No city in the Garden State is quite as art-saturated as Jersey City. The proximity of New York is a contributing factor, but it’s not the whole story. Artists in Hudson County are not mere aspirants, and don’t work in the Empire State’s shadow: they’ve got their own peculiar aesthetic, and they sing in their own idiosyncratic voices. There will be strong work viewable all over town during Art Weekend (as there is every weekend). Greg Brickey, a veteran curator who threw art shows in the rotunda of City Hall, will work some of that transformational magic at IMUR, a gorgeous jewel box of a gallery in the restored back room of Rumi, a Turkish restaurant in the Paulus Hook neighborhood. “Flow State” contains work by Nicole Basilone, a painter whose dripping pictures of flowers burst with chaotic spring energy, the queer satyr-scapes of Daniel Morowitz, and the strange menageries of Sue Eldridge Ward — balls of plants, animals, faces and suggestive shapes. April seeds are blooming at EONTA Space in McGinley Square, too, where displayed artist Athena Toledo has selected work by two creators, who have, in turn, chosen works by two more. You don’t have to listen closely to hear the members of a creative community talking to each other, influencing each other, pushing each other. In Jersey City, you’ll get it immediately.

Works by Trish Gianakis are currently on display at The Watchung Arts Center.

• “Remains” by Andrea McKenna and “Indelible” by Trish Gianakis at Watchung Arts Center, 18 Stirling Road, Watchung

And while we’re on the subject of dialogues, there is a deep and rewarding exchange going on in the eastern Somerset hills. At Watchung Arts Center, curator Paul Pinkman has gotten awfully good at pairing artists who speak to each others’ concerns in unexpected ways, and in Andrea McKenna and Trish Gianakis, he has found superficial opposites who approach similar themes from radically different angles. McKenna, who paints faces in rusts, grays and depleted institutional greens on burlap and hangs these doleful banners on found wood, captures her subjects in a transitory state between life and death. Gianakis, champion of the bold gesture, creates portraits of adamantine characters and invites audiences to approach these near-superheroic figures through XR codes and other digital tricks. McKenna’s work is solemn but full of spiritual motion; Gianakis’ is forceful but also curiously still. They’re both pushing towards the transhuman experience — a state that awaits us all in an uncertain future where our identities are absorbed into the mechanical and the digital, or into the long blur of time itself.

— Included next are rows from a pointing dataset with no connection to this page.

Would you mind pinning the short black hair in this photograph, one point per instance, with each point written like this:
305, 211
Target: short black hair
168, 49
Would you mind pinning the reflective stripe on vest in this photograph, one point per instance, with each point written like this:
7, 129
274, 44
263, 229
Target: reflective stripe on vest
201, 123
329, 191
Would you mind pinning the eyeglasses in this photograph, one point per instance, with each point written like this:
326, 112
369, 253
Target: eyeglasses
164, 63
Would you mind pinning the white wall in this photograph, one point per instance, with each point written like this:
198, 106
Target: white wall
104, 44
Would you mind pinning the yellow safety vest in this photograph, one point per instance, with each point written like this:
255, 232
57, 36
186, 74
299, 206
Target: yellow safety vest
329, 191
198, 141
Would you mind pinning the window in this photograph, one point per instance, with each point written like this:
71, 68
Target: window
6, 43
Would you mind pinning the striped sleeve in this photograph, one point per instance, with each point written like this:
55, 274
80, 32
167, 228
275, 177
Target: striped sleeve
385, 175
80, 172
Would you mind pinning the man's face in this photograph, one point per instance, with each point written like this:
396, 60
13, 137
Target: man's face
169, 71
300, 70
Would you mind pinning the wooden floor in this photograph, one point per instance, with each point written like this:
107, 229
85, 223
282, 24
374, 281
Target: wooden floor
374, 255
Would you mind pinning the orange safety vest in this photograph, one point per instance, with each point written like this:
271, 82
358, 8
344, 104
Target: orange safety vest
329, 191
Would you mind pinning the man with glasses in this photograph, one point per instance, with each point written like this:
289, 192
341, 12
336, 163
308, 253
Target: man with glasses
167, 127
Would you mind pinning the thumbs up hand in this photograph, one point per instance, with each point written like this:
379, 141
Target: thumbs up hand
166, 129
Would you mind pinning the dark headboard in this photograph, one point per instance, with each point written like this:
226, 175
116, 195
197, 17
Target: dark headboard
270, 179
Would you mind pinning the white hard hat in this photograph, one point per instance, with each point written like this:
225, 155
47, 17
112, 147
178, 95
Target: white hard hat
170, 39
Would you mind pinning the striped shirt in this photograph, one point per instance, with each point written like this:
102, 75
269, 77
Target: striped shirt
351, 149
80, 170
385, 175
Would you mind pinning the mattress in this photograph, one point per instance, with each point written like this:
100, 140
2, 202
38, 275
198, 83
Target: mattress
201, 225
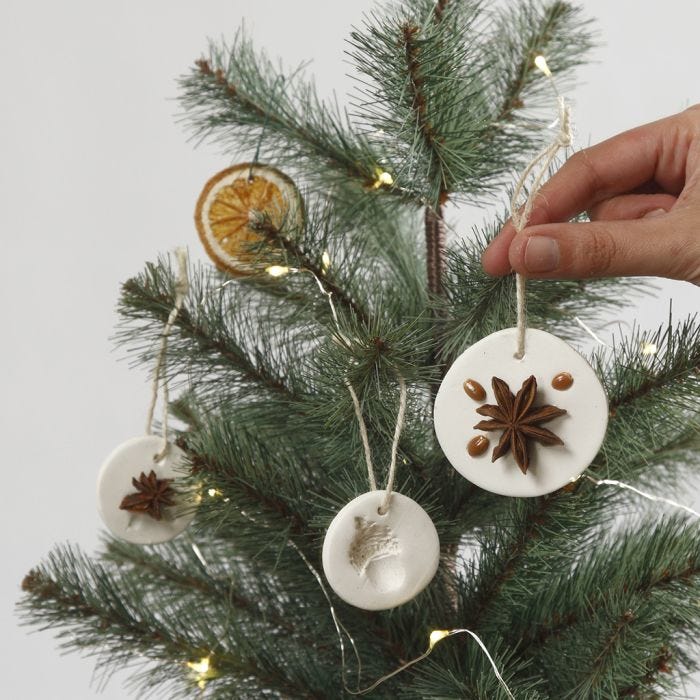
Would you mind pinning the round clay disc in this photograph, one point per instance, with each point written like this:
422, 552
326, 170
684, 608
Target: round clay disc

1978 Arts Center, 1978 Springfield Ave., Maplewood

Some regional arts centers have taken the advent of GSAW as a prompt to create mini-festivals of their own. At the 1978 Arts Center in Maplewood, organizers have already demonstrated an ample ability to throw a party. They have combined openings and arts talks with jazz shows that draw from the deep pool of accomplished musicians who make their homes in Essex County. It’s a creative outlet for a community that is full of artists and, over the weekend, they will be showing off what they’ve got. They’re promising an open reception on Friday night, a party on Saturday with live music and food vendors, and discussions with the organizers and artists on Saturday. If the past is any guide, it’ll be lively: Maplewood is an opinionated place.

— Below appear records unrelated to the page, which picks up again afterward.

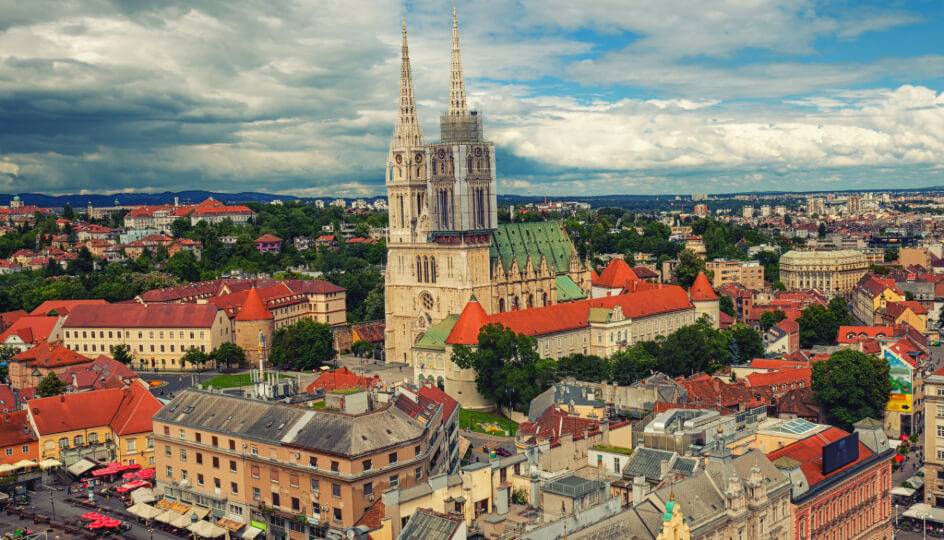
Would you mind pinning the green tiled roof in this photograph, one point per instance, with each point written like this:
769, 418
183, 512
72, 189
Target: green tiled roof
518, 241
567, 290
435, 336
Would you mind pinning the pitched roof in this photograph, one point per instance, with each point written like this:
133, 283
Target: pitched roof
50, 355
125, 410
433, 393
142, 316
555, 318
701, 290
31, 329
809, 453
343, 378
15, 429
616, 275
253, 309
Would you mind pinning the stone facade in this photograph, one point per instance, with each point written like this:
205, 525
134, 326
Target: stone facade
444, 243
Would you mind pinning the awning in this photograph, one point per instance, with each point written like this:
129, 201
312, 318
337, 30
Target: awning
250, 532
81, 466
144, 511
205, 529
145, 495
49, 463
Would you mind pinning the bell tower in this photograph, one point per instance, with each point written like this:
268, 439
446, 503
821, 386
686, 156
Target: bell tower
406, 162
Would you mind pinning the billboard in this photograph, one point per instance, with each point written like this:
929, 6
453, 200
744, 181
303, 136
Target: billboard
901, 375
840, 452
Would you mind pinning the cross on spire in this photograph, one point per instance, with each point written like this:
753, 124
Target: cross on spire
407, 131
457, 102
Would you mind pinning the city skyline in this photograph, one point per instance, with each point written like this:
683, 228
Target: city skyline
596, 100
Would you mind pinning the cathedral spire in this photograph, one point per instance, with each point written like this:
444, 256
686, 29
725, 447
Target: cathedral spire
407, 132
457, 103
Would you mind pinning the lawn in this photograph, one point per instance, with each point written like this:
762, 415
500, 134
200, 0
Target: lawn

Gardenship, 205 Campus Drive Building, Kearny

Then there is the Gardenship, a massive facility in the part of Hudson County visible from the Pulaski Skyway — that bend in the Hackensack River full of smokestack factories, warehouses, truck depots and unbroken stretches of black macadam. The artists who have made their studios there have leaned into the industrial and post-industrial character of the landscape and given us a view from street and swamp level that ought to be familiar to anybody who has lived or worked or passed through Northeast Jersey. In so doing, they have reminded us that everything in the built environment is the residue of design, and as rough-hewn as it may sometimes be, everything has an aesthetic. This weekend (10 a.m. on Friday and 8 p.m. on Sunday), they are offering workshops on casting molten metal into resin bonded sand molds, which is a skill as useful to an architect as it is to a sculptor. If that sounds a little brawny and masculine to you, that it is. Gardenship is aware of this and, later this spring, they will be compensating for the muscularity of their activities with “Woman Heavy Exhibition,” a female-centric show at a new space at Kearny Point’s Building 78. In the meantime, their facility remains unique, and a crucial counterweight on the delicately calibrated scales of Garden State art.

Didier William’s “What We Will Make Together” can be seen at The Zimmerli Art Museum in New Brunswick.

• “Repossession: Didier William and Paul Gardère” at Zimmerli Art Museum, 71 Hamilton St., New Brunswick

Didier William is a master of lightning. The subjects of his paintings are shot through with electricity, illuminated and glowing, hovering above couches, upended, gyrating in space, or floating on the surface of turbulent water. Their bodies are made of hundreds of eyes, painted in white on blue-black skin, jolted awake by inspiration, or ordeal, or some combination of both. Paul Gardère, his fellow Haitian-American artist, laid on paint so thick that it takes on the quality of tilled and fertile topsoil. Both William and Gardère are portraitists at heart, and their mysterious subjects are caught up in the dynamics of colonial history, cultural exchange and intercontinental transit. Their pieces allude to religious imagery and historical happenstance, but they’re elusive, too — they seem to belong to no nation in particular, but they’re unmistakably modern New World stories. William teaches at Mason Gross; Gardère, alas, is no longer with us. They are astutely paired here, and the magnetic resonances between their work light up the spaces between the canvases.

The Zimmerli has put this small but potent show right in the middle of their European galleries to serve as a reminder and a riposte. It is, if you’ll forgive me, eye-opening: an encounter with unique ways of seeing that are nonetheless rooted in our collective experience as Garden Staters and Americans.